Hierarchical regulation of the resting and activated T cell epigenome by major transcription factor families

• Published in: Nature immunology Vol. 23; no. 1; pp. 122 - 134
• Main Authors: Zhong, Yi, Walker, Sarah K., Pritykin, Yuri, Leslie, Christina S., Rudensky, Alexander Y., van der Veeken, Joris
• Format: Journal Article
• Language: English
• Published: New York Nature Publishing Group US 01.01.2022; Nature Publishing Group
• Subjects: 631/250/2502/2170; 631/250/2502/248; Adaptive immunity; Adaptive Immunity - immunology; Animals; Biomedical and Life Sciences; Biomedicine; CD4 antigen; CD4-Positive T-Lymphocytes - immunology; CD8 antigen; CD8-Positive T-Lymphocytes - immunology; Cell activation; Chromatin; Chromatin - immunology; Divergence; Epigenesis, Genetic - immunology; Epigenetics; Epigenome - immunology; ETS protein; Gene expression; Gene Expression Regulation - immunology; Gene regulation; Immune response; Immunology; Infectious Diseases; LEF protein; Lymphocyte Activation - immunology; Lymphocytes; Lymphocytes T; Male; Mice; Resource; Transcription factors; Transcription Factors - immunology
• ISSN: 1529-2908; 1529-2916; 1529-2916
• DOI: 10.1038/s41590-021-01086-x

T cell activation, a key early event in the adaptive immune response, is subject to elaborate transcriptional control.
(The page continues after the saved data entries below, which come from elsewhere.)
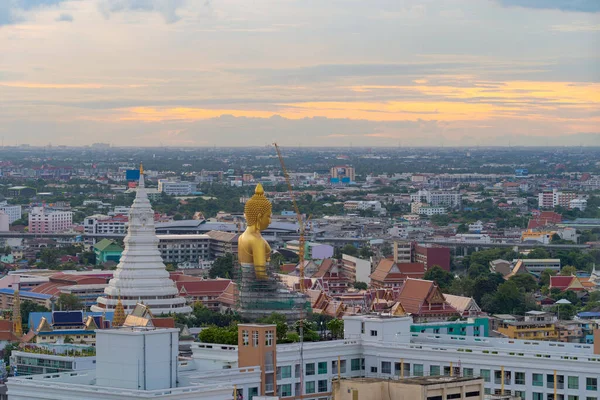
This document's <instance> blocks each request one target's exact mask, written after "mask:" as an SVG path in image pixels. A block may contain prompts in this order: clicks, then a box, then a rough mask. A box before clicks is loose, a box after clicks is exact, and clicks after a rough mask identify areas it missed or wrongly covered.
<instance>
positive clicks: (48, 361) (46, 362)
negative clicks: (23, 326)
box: [10, 345, 96, 376]
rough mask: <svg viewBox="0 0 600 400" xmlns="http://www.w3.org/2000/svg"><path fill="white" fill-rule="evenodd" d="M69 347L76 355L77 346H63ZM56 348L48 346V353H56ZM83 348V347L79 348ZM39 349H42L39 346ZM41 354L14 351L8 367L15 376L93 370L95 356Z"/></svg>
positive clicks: (67, 345) (93, 367)
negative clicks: (11, 371) (74, 355)
mask: <svg viewBox="0 0 600 400" xmlns="http://www.w3.org/2000/svg"><path fill="white" fill-rule="evenodd" d="M65 346H66V347H70V348H71V351H73V352H75V354H77V352H78V349H77V346H74V345H63V346H62V347H65ZM57 347H61V346H60V345H56V346H48V348H49V349H50V351H56V350H57V349H56V348H57ZM80 347H85V346H80ZM39 348H42V347H41V346H39ZM58 353H59V354H41V353H35V352H30V351H17V350H14V351H13V352H12V353H11V355H10V366H11V368H12V369H13V372H14V373H15V374H16V375H17V376H27V375H37V374H55V373H60V372H66V371H82V370H89V369H92V368H94V366H95V364H96V356H94V355H90V356H84V355H81V354H80V355H75V356H74V355H64V354H60V353H61V350H59V351H58Z"/></svg>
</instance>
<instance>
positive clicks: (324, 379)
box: [318, 379, 327, 393]
mask: <svg viewBox="0 0 600 400" xmlns="http://www.w3.org/2000/svg"><path fill="white" fill-rule="evenodd" d="M318 389H319V393H323V392H326V391H327V379H323V380H321V381H319V387H318Z"/></svg>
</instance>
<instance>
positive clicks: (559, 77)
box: [0, 0, 600, 146]
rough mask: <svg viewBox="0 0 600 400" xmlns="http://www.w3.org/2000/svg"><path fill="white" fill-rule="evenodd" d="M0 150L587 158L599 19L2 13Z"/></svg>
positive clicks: (375, 13) (405, 9) (151, 0)
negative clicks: (383, 147) (15, 148)
mask: <svg viewBox="0 0 600 400" xmlns="http://www.w3.org/2000/svg"><path fill="white" fill-rule="evenodd" d="M0 136H2V138H3V140H4V144H5V145H15V144H31V145H46V144H48V143H52V144H53V145H60V144H65V145H87V144H91V143H94V142H105V143H110V144H112V145H115V146H120V145H128V146H135V145H139V146H161V145H162V146H251V145H258V146H262V145H265V144H267V143H270V142H273V141H278V142H280V143H281V144H283V145H294V146H295V145H303V146H349V145H353V146H398V145H406V146H441V145H444V146H454V145H457V146H475V145H478V146H483V145H508V144H511V145H577V146H579V145H599V146H600V1H599V0H419V1H417V0H414V1H413V0H62V1H61V0H0Z"/></svg>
In the present study, we examined how the activities of eight major transcription factor (TF) families are integrated to shape the epigenome of naive and activated CD4 and CD8 T cells. By leveraging extensive polymorphisms in evolutionarily divergent mice, we identified the ‘heavy lifters’ positively influencing chromatin accessibility. Members of Ets, Runx and TCF/Lef TF families occupied the vast majority of accessible chromatin regions, acting as ‘housekeepers’, ‘universal amplifiers’ and ‘placeholders’, respectively, at sites that maintained or gained accessibility upon T cell activation. In addition, a small subset of strongly induced immune response genes displayed a noncanonical TF recruitment pattern. Our study provides a key resource and foundation for the understanding of transcriptional and epigenetic regulation in T cells and offers a new perspective on the hierarchical interactions between critical TFs. Zhong et al. utilize B6/Cast F1 hybrid mice to examine transcriptional regulation of T cell gene expression upon activation induced by viral challenge. They describe gene accessibility changes that lead to differential gene expression and report a hierarchy of transcription factor families that mediate the chromatin dynamics.